Contributors to this thread:
I shot an 8 pointer on Saturday before the thunderstorms hit. I didn’t track my arrow well but saw a splash in the stream directly below the deer from 20yards and assumed it went low. I found my arrow about 10 yards away (maybe it bounced off a rock) and the mechanical had white cartlidge and short white hair about 6 inches up the arrow. The deer kicked off and sprinted off, never stopped. I didn’t have time to search for blood trail. Did I go low? Any advice on how to track without a blood trail?
Sounds like brisket to me
Or belly. Fat and not cartilage. Why didn’t you have time to look ?

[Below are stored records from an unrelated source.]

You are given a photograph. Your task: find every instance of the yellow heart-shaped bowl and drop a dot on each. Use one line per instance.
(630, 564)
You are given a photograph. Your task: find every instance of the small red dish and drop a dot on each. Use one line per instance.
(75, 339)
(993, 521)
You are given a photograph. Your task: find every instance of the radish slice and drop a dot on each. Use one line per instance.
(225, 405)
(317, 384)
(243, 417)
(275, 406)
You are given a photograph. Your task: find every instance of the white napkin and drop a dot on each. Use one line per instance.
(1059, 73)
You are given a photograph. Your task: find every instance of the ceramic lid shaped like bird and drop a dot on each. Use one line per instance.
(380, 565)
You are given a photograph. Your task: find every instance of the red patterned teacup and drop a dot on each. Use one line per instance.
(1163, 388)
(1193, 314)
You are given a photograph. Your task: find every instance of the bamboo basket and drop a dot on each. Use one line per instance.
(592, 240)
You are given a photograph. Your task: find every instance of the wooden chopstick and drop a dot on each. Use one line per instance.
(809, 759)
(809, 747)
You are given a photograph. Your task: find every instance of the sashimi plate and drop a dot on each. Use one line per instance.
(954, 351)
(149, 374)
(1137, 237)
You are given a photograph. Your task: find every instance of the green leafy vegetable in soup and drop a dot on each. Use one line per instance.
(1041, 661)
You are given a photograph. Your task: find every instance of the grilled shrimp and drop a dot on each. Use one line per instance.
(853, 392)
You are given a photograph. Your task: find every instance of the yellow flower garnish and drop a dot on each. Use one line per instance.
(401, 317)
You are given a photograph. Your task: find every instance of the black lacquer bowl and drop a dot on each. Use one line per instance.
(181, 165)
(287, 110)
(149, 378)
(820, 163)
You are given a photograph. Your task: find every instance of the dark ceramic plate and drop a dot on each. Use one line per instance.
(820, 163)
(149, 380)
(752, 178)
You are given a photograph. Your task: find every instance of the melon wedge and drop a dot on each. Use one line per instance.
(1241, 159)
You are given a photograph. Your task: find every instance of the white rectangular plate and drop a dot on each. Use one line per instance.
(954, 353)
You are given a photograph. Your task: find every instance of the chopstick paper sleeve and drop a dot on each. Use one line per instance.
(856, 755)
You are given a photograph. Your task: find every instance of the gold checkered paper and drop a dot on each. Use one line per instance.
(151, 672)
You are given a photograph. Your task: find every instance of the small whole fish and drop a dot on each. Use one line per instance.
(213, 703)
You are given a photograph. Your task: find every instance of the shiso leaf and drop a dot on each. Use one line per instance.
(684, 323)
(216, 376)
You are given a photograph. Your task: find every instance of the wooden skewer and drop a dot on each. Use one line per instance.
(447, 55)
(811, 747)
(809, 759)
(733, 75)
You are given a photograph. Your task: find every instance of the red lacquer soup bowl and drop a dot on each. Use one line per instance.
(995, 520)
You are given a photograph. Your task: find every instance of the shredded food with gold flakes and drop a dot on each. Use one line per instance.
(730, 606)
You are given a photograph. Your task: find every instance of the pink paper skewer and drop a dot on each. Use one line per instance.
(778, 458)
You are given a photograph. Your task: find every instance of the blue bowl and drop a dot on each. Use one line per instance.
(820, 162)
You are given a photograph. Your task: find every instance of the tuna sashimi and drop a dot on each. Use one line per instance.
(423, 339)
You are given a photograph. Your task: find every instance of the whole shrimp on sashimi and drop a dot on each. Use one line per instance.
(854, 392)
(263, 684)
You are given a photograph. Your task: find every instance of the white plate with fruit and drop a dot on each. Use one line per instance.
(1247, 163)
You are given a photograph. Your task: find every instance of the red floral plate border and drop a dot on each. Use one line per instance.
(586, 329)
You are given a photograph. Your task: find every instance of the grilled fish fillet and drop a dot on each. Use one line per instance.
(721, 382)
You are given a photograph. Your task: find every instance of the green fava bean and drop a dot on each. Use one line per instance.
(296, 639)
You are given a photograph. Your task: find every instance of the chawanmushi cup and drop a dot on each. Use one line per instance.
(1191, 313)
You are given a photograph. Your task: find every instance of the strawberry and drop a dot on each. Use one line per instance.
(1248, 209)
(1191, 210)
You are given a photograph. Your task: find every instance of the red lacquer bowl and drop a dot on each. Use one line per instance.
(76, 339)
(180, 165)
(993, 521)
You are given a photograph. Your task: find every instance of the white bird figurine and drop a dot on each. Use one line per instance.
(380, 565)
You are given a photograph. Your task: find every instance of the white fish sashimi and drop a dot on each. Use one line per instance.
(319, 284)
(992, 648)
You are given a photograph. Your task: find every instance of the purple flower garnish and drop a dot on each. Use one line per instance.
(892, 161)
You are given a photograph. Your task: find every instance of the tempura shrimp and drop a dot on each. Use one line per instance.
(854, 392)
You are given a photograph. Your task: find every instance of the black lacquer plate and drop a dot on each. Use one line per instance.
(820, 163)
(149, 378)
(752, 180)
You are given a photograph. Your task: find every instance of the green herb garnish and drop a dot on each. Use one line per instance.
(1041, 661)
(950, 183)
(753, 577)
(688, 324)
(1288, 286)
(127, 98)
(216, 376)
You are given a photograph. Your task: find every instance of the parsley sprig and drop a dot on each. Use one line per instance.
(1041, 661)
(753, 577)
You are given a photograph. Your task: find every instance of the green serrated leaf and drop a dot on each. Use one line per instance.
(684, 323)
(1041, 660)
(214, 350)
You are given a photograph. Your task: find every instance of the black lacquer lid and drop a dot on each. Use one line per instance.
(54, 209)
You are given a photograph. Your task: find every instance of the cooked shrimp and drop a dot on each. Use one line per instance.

Started to thunder and lightning. Storm blew in quick
You always look. You do everything in your power to find the animal. You don’t worry about getting wet or going to work….. go back and grid search. For days if you have to. Then you’ll understand what this is about and what you owe the animal.
And then go get some lighted nocks and practice with them. So you can see your arrow. Shoot straight.
Mis typed I looked and did circles at the last spot I saw the deer. Did circles to up 50 yards moving 5 yards at a time, but no blood spotted while down pouring. Also cautious to push the deer since it was 20 mins after shot
Saw a deer hit low like that go a very long way. When it was found ,it had eviscerated through the wound. It did leave a slight blood trail and there was no rain. When rain is predicted I often ask myself if I want to chance wounding and loosing a deer because of weather. Great that you made an effort to track.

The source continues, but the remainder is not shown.